I have no issue supporting my through this process, this will require me transporting her to and from appointments, working at the weekends and remaining in Auckland for the Christmas and New Year period. My mum has asked specifically for my help, telling me I am her only emotional support and she feels like a burden to my other sisters, but not to me.

I am wearing my disappointment and devastation about missing the holidays with my lovely man on the inside. My mother doesn't need to know this. I love my mum and would do anything for her, but I am resentful that my sisters are not more reliable people for my mother. I know there will be other holidays with my lovely man, and potentially not many more with my mum. The choice is an easy one.

I am not handling my emotions about all of this very well. And I think I have projected some of this emotional overwhelm onto my lovely man. I think I picked a fight with him last night just because I didn't know what to do with all that I am feeling. I feel very alone, unsupported and unloved. Complete over-reaction but it's how I am feeling.

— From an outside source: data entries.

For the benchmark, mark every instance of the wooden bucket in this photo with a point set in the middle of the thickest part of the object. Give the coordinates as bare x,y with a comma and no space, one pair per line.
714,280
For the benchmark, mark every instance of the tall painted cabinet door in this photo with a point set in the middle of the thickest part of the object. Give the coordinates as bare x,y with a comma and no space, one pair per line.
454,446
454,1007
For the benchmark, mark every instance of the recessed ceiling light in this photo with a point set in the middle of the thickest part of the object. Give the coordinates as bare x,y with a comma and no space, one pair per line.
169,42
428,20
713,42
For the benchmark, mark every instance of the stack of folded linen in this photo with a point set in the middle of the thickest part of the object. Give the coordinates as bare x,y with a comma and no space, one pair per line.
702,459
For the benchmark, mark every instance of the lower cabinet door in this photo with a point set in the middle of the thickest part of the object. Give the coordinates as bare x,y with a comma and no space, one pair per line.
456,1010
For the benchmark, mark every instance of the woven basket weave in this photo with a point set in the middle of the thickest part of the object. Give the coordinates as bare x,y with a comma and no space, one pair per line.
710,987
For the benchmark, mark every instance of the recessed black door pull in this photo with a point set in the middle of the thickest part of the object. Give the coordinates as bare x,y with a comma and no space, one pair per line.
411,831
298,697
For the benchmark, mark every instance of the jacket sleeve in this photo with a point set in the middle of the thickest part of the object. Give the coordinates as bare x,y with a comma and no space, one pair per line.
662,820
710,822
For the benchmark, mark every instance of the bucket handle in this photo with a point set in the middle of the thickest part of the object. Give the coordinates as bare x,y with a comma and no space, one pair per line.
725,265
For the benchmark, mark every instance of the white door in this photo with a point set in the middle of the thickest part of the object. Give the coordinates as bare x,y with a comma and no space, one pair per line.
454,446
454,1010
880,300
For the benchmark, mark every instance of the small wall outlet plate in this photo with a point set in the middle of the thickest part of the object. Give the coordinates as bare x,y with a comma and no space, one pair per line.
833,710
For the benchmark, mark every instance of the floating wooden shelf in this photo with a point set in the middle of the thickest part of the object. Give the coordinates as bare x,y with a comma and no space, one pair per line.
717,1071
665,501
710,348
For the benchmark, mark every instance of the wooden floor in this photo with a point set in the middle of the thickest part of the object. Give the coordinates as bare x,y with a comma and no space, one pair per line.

My lovely man is overwhelmed by is own family issues at present and his attention is needed there. I am trying to be supportive and detached from personalising his lack of emotional availability, but I am struggling. I am seeing all of triggers and vulnerable places being exposed. We are both engaging in old patterns of behaviour in order to cope. I know this, but knowing this is not helping.

I have suggested that we take some time out to deal with our personal responses. It's not my usual go to, I'm usually a talker and want to talk everything, out, but he is emotionally overwhelmed and has nothing to give me right now, which triggers my feelings of abandonment and rejection. It is easier for me to expect nothing from him, than the very little he can give. I know this response is likely unhelpful. But I don't feel able to give him anything right now. My cup feels completely empty, and I kind of needed him to help me find some steady feet. It seems he can't and I have to find my own.

I can of course, of course I can, I've held myself up emotionally since childhood. The trigger to the feelings of constantly be responsible for myself and well being is just a little too much this week.

I'll bounce I know, this too will pass. i will have to remain focussed on the fact that my mum needs me right now and it is blessing to give to her.

Thanks for listening, I needed to put this down somewhere.